Linked together with a 3D-printed mount, the camera and the grabber prove a great way to capture data for visual training.

A team of researchers from the University of California at Berkeley, Carnegie Mellon University, New York University, and Facebook AI Research have released a paper demonstrating a new technique for training robots — by strapping a GoPro camera to a cheap off-the-shelf pincer-style grabber.

"Visual imitation learning provides a framework for learning complex manipulation behaviors by leveraging human demonstrations. However, current interfaces for imitation such as kinesthetic teaching or teleoperation prohibitively restrict our ability to efficiently collect large-scale data in the wild," the researchers explain, in a paper brought to our attention by VentureBeat, of the core problem they are seeking to address. "Obtaining such diverse demonstration data is paramount for the generalization of learned skills to novel scenarios. In this work, we present an alternate interface for imitation that simplifies the data collection process while allowing for easy transfer to robots."

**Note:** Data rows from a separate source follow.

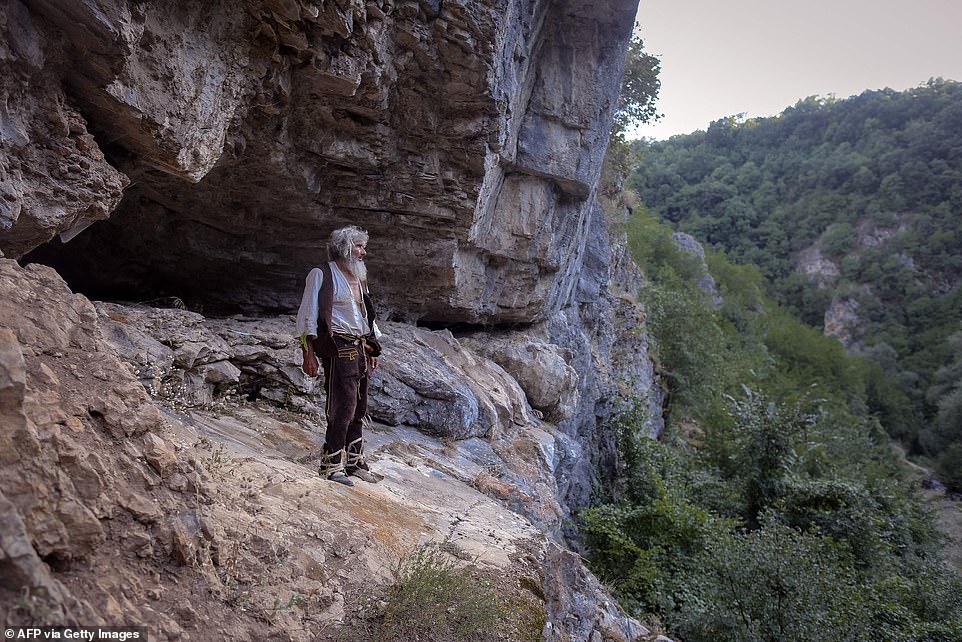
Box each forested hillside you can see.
[628,79,962,487]
[584,183,962,640]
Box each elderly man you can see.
[297,225,382,486]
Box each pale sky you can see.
[631,0,962,140]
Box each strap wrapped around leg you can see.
[319,449,353,486]
[346,437,368,470]
[346,437,379,483]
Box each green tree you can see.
[628,82,962,468]
[936,443,962,493]
[611,28,660,143]
[821,222,855,259]
[679,519,871,642]
[921,331,962,461]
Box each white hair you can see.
[327,225,369,262]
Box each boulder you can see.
[462,333,579,422]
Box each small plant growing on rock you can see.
[7,587,59,626]
[201,442,234,478]
[367,543,510,641]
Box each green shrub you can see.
[777,476,888,569]
[763,312,861,398]
[869,557,962,642]
[583,391,956,642]
[628,81,962,478]
[677,518,872,642]
[641,281,726,410]
[707,389,819,526]
[371,544,513,642]
[604,125,962,640]
[626,209,706,284]
[581,493,731,618]
[582,430,734,618]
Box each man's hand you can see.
[302,342,319,377]
[364,341,379,371]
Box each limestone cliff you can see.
[798,216,927,347]
[1,0,665,639]
[5,0,636,325]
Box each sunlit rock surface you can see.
[0,257,657,640]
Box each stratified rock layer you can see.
[6,0,637,325]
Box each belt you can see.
[333,332,368,345]
[332,332,372,370]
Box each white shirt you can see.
[296,262,381,338]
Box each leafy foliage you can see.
[602,28,661,194]
[582,188,962,640]
[368,544,533,642]
[611,28,661,144]
[683,518,872,642]
[628,79,962,488]
[584,390,961,642]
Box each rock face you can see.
[0,1,128,258]
[797,244,841,290]
[462,331,581,423]
[1,0,663,520]
[551,208,664,513]
[672,232,723,307]
[1,0,667,639]
[799,216,925,344]
[0,260,172,627]
[823,294,861,346]
[823,285,878,347]
[0,257,659,640]
[7,0,638,325]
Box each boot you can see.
[346,437,380,483]
[318,448,354,486]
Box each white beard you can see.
[344,257,367,282]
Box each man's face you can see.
[351,241,367,261]
[345,239,368,280]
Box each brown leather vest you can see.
[314,262,378,357]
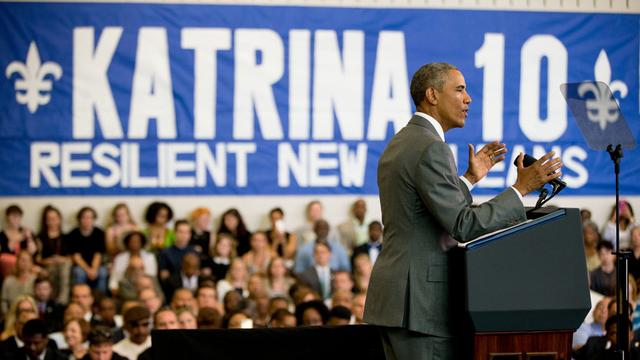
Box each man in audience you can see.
[297,241,334,300]
[333,271,355,294]
[171,288,197,312]
[33,276,64,333]
[86,326,128,360]
[196,285,224,315]
[573,297,610,350]
[294,219,350,273]
[331,289,354,310]
[91,297,124,344]
[573,315,640,359]
[112,306,152,360]
[590,241,616,296]
[69,207,108,294]
[116,256,147,301]
[337,199,369,252]
[158,220,196,281]
[137,307,181,360]
[19,318,66,360]
[269,308,296,328]
[70,284,94,322]
[139,287,163,321]
[163,253,201,301]
[327,306,352,325]
[352,221,383,266]
[0,309,38,358]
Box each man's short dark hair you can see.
[269,308,294,325]
[88,326,113,346]
[269,207,284,217]
[410,62,458,107]
[597,240,614,252]
[5,204,23,217]
[605,315,632,332]
[368,221,382,230]
[328,305,352,321]
[76,206,97,221]
[22,319,48,338]
[124,306,151,326]
[314,239,331,252]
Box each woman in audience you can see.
[265,257,294,299]
[109,231,157,296]
[629,227,640,280]
[295,300,329,326]
[176,307,198,329]
[105,203,138,257]
[217,208,251,256]
[242,231,274,275]
[68,206,108,294]
[190,207,213,256]
[265,208,297,269]
[0,294,38,340]
[1,251,37,314]
[36,205,72,304]
[583,221,601,272]
[0,205,36,278]
[201,233,236,282]
[144,201,175,251]
[602,200,636,249]
[353,253,373,293]
[216,258,249,303]
[62,318,90,359]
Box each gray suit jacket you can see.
[363,115,526,337]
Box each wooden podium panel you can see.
[474,330,573,360]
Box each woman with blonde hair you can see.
[105,203,138,257]
[216,258,249,303]
[0,294,38,340]
[265,257,295,299]
[201,233,236,282]
[1,251,37,314]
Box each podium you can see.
[453,208,590,359]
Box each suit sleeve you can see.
[415,140,526,242]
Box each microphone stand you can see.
[609,144,631,359]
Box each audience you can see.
[0,205,36,279]
[68,207,108,294]
[84,326,128,360]
[112,306,151,360]
[217,208,252,257]
[104,203,138,258]
[36,205,72,304]
[265,208,297,268]
[337,199,369,252]
[590,240,616,296]
[1,251,37,314]
[110,231,157,296]
[144,202,175,252]
[62,318,90,360]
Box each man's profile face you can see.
[434,70,472,130]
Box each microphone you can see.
[514,154,566,191]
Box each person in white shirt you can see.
[112,306,151,360]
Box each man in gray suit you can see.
[363,62,564,359]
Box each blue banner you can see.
[0,3,638,195]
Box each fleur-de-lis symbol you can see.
[5,42,62,114]
[576,50,627,131]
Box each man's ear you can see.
[425,87,438,105]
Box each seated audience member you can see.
[171,288,197,312]
[113,306,152,360]
[0,306,38,358]
[217,208,252,257]
[629,227,640,280]
[1,295,38,340]
[48,302,86,349]
[62,318,90,360]
[91,297,124,344]
[290,284,320,306]
[110,231,157,296]
[295,200,325,246]
[201,233,235,282]
[1,251,37,314]
[248,273,267,296]
[0,205,36,278]
[352,253,373,293]
[83,326,128,360]
[269,308,296,328]
[163,253,201,301]
[225,311,252,329]
[265,208,297,268]
[189,207,213,256]
[68,207,108,294]
[590,241,616,296]
[20,318,67,360]
[144,202,175,252]
[573,315,640,359]
[176,307,198,329]
[196,285,224,316]
[573,297,610,350]
[297,241,334,300]
[116,256,147,301]
[331,289,354,311]
[581,209,592,224]
[105,203,138,257]
[70,284,94,322]
[265,257,295,299]
[223,290,248,317]
[337,199,369,252]
[351,221,383,266]
[197,307,222,329]
[333,271,355,294]
[249,290,270,327]
[36,205,72,304]
[217,258,250,303]
[158,220,196,281]
[327,306,352,326]
[268,296,291,317]
[583,221,602,273]
[294,219,350,274]
[242,231,274,275]
[602,200,636,249]
[137,307,181,360]
[352,293,366,324]
[295,300,330,326]
[33,276,64,333]
[138,288,163,321]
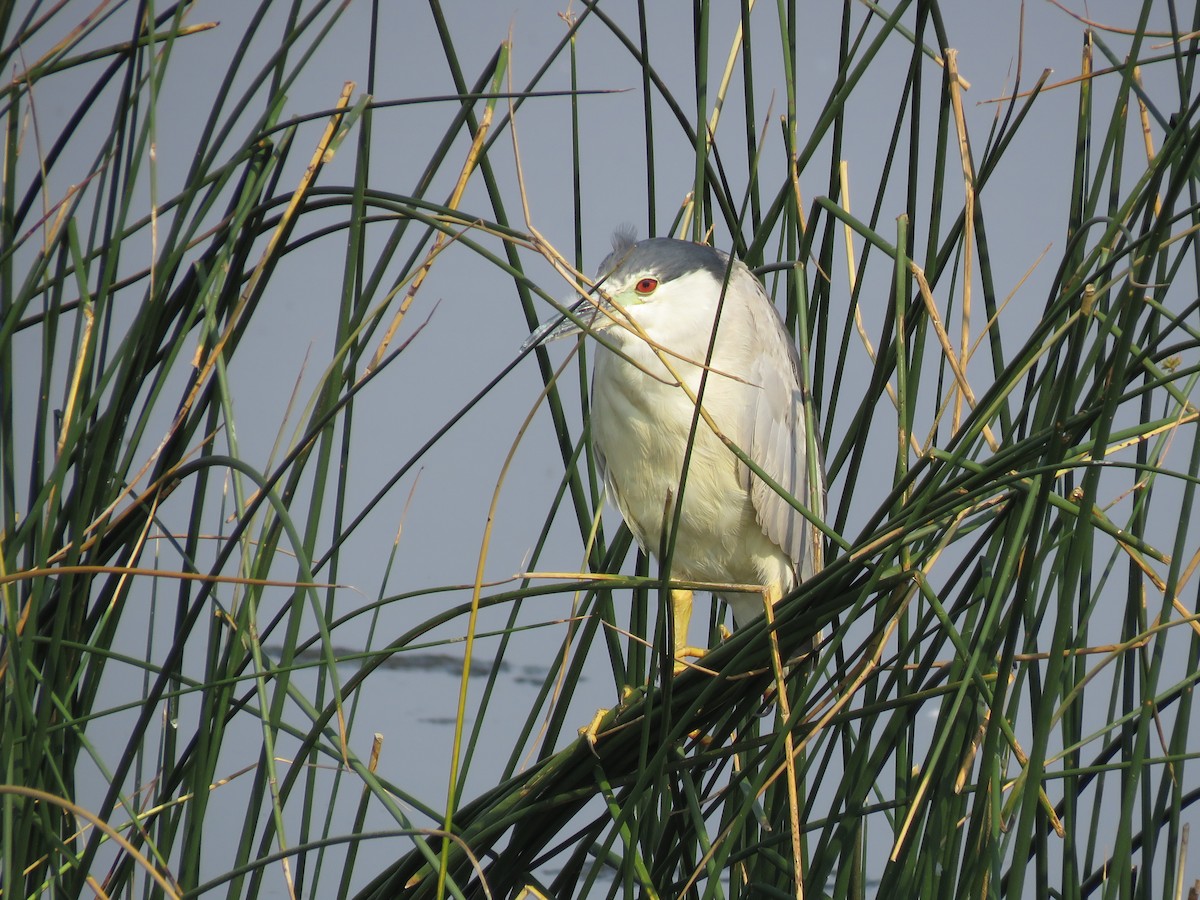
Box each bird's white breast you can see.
[590,329,795,624]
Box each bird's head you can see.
[522,232,741,352]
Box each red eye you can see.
[634,277,658,295]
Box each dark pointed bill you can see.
[520,291,619,352]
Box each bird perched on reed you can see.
[526,231,824,671]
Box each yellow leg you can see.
[671,588,710,674]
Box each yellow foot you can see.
[672,645,711,675]
[579,686,636,748]
[579,706,609,750]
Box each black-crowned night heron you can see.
[526,232,824,671]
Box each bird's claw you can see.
[579,707,609,751]
[579,686,637,749]
[672,645,710,675]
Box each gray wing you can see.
[738,270,825,581]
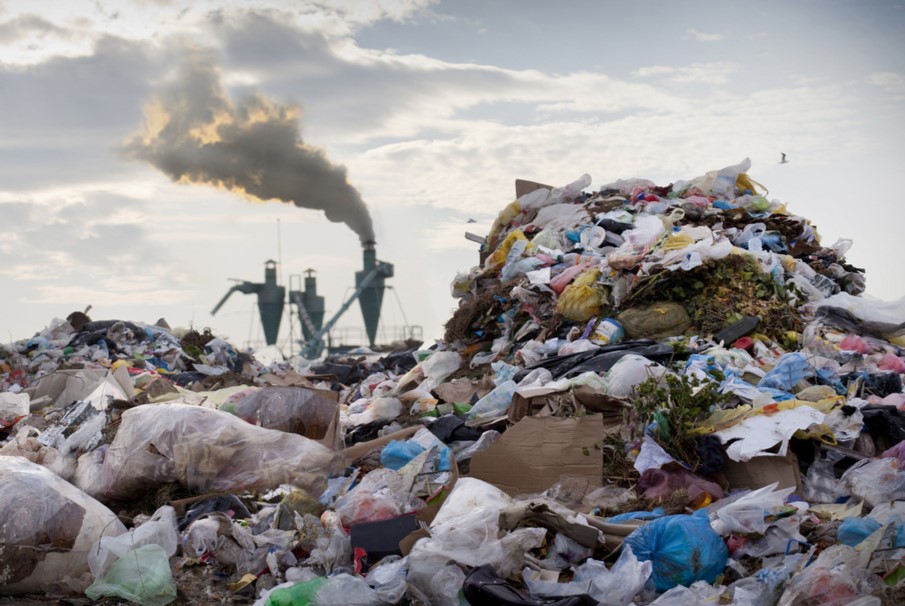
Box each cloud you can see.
[631,62,738,85]
[0,1,440,65]
[866,72,905,100]
[684,28,724,42]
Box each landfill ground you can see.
[4,159,905,605]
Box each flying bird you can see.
[780,153,789,164]
[467,218,477,223]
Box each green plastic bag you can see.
[265,577,328,606]
[85,543,176,606]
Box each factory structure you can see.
[211,242,421,358]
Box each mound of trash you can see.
[2,158,905,605]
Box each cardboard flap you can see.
[469,414,605,496]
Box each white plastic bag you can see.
[75,403,338,501]
[0,455,126,594]
[89,505,178,579]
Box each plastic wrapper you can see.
[624,512,728,592]
[85,543,176,606]
[74,403,339,502]
[0,455,126,595]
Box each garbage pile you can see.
[3,158,905,605]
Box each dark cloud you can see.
[212,11,531,140]
[0,14,70,43]
[0,35,161,190]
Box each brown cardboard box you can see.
[469,413,606,496]
[722,451,803,493]
[508,385,627,427]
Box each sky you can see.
[1,0,904,353]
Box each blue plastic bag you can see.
[838,517,905,548]
[380,440,425,470]
[608,508,665,523]
[759,353,815,392]
[623,512,728,592]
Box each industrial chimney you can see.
[355,241,393,347]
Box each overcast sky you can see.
[1,0,904,351]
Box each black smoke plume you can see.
[125,55,374,243]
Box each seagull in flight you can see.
[780,152,789,164]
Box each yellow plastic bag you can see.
[487,229,528,268]
[557,268,603,322]
[736,173,768,196]
[661,232,695,252]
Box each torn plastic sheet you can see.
[713,405,825,462]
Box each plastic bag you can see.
[365,555,408,604]
[605,354,667,398]
[74,403,338,502]
[0,455,126,594]
[347,397,403,426]
[710,483,796,536]
[380,440,426,470]
[557,268,604,322]
[419,352,463,393]
[523,546,651,606]
[334,468,421,527]
[646,580,725,605]
[262,577,327,606]
[412,478,545,577]
[777,545,879,606]
[406,555,466,606]
[758,352,815,392]
[624,512,728,592]
[550,258,592,294]
[467,564,596,605]
[314,573,383,606]
[0,392,29,421]
[89,505,177,579]
[695,157,751,198]
[466,380,517,421]
[842,457,905,508]
[85,543,176,606]
[226,386,338,441]
[543,533,594,570]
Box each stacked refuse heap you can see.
[3,158,905,606]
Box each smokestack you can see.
[356,240,392,348]
[124,54,375,244]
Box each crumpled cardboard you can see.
[469,413,608,496]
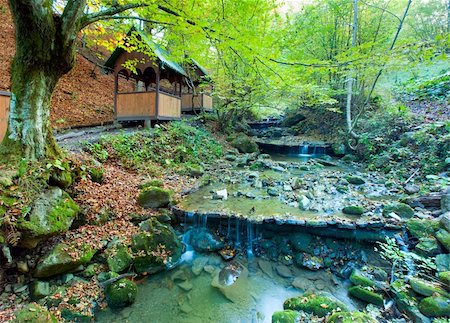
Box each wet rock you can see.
[14,303,57,323]
[211,262,249,303]
[410,276,448,297]
[225,154,237,161]
[283,293,347,317]
[391,280,431,323]
[276,265,293,278]
[231,134,259,153]
[439,271,450,289]
[382,202,414,219]
[271,310,299,323]
[138,186,173,208]
[342,206,365,216]
[406,218,439,239]
[328,311,377,323]
[302,254,323,271]
[349,269,375,287]
[436,254,450,272]
[442,190,450,212]
[204,265,216,274]
[219,247,236,261]
[171,269,188,282]
[404,184,420,195]
[415,237,442,256]
[105,278,138,308]
[267,187,279,197]
[258,259,274,278]
[346,176,365,185]
[440,212,450,232]
[34,242,96,278]
[17,187,79,249]
[298,195,311,211]
[419,296,450,317]
[291,277,312,291]
[187,228,224,252]
[49,169,73,189]
[289,233,313,253]
[213,189,228,200]
[192,257,209,275]
[348,286,383,306]
[178,281,193,291]
[30,280,50,300]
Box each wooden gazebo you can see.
[104,30,187,123]
[182,59,213,113]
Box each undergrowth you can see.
[85,121,223,175]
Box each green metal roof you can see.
[104,28,187,77]
[190,58,209,77]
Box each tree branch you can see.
[95,15,175,26]
[61,0,87,46]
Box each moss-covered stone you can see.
[106,244,132,273]
[13,303,57,323]
[283,294,347,317]
[406,218,439,239]
[345,176,365,185]
[17,188,79,248]
[105,278,137,308]
[418,296,450,317]
[415,237,442,256]
[231,134,259,154]
[49,170,73,189]
[342,206,365,216]
[382,202,414,218]
[131,222,182,274]
[29,280,50,300]
[88,166,104,184]
[271,310,299,323]
[436,254,450,272]
[390,280,430,323]
[138,186,172,208]
[348,286,383,306]
[436,229,450,252]
[410,277,449,297]
[187,164,204,177]
[349,269,375,287]
[34,243,97,278]
[328,311,377,323]
[438,271,450,289]
[80,263,106,278]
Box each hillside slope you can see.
[0,0,114,129]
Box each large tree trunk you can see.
[1,0,81,160]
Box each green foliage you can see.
[398,72,450,101]
[86,122,222,175]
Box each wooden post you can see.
[156,68,160,120]
[114,73,119,120]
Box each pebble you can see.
[178,281,194,292]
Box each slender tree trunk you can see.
[345,0,357,137]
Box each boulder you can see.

The team is far from the first to discover the utility of low-cost, off-the-shelf pincer-style grabbing tools, typically sold as assistive technologies for those with limited mobility: Hello Robot's low-cost mobile manipulator robot uses a grasping tool adapted from an off-the-shelf part ordered from Amazon by co-founder Charlie Kemp, who describes it as "such a weird looking thing" which "just blew away the other grabbers."

"We use commercially available reacher-grabber assistive tools both as a data collection device and as the robot’s end-effector. To extract action information from these visual demonstrations, we use off-the-shelf Structure from Motion (SfM) techniques in addition to training a finger detection network. We experimentally evaluate on two challenging tasks: non-prehensile pushing and prehensile stacking, with 1000 diverse demonstrations for each task. For both tasks, we use standard behavior cloning to learn executable policies from the previously collected offline demonstrations."

In the visual learning system, the grabber serves two purposes: One is as a manipulator for the robot arm itself, and the other is as a tool used by a human to carry out basic manipulation tasks. These tasks are captured by a GoPro camera connected onto the arm via a custom 3D-printed mount, and it's this captured video which is used to train the robot arm.

"To improve learning performance," the team writes, "we employ a variety of data augmentations and provide an extensive analysis of its effects. Finally, we demonstrate the utility of our interface by evaluating on real robotic scenarios with previously unseen objects and achieve an 87 percent success rate on pushing and a 62 percent success rate on stacking."

The paper is available now under open-access terms on arXiv.org, with more information available on the project website — including Python source code, published under an unspecified license.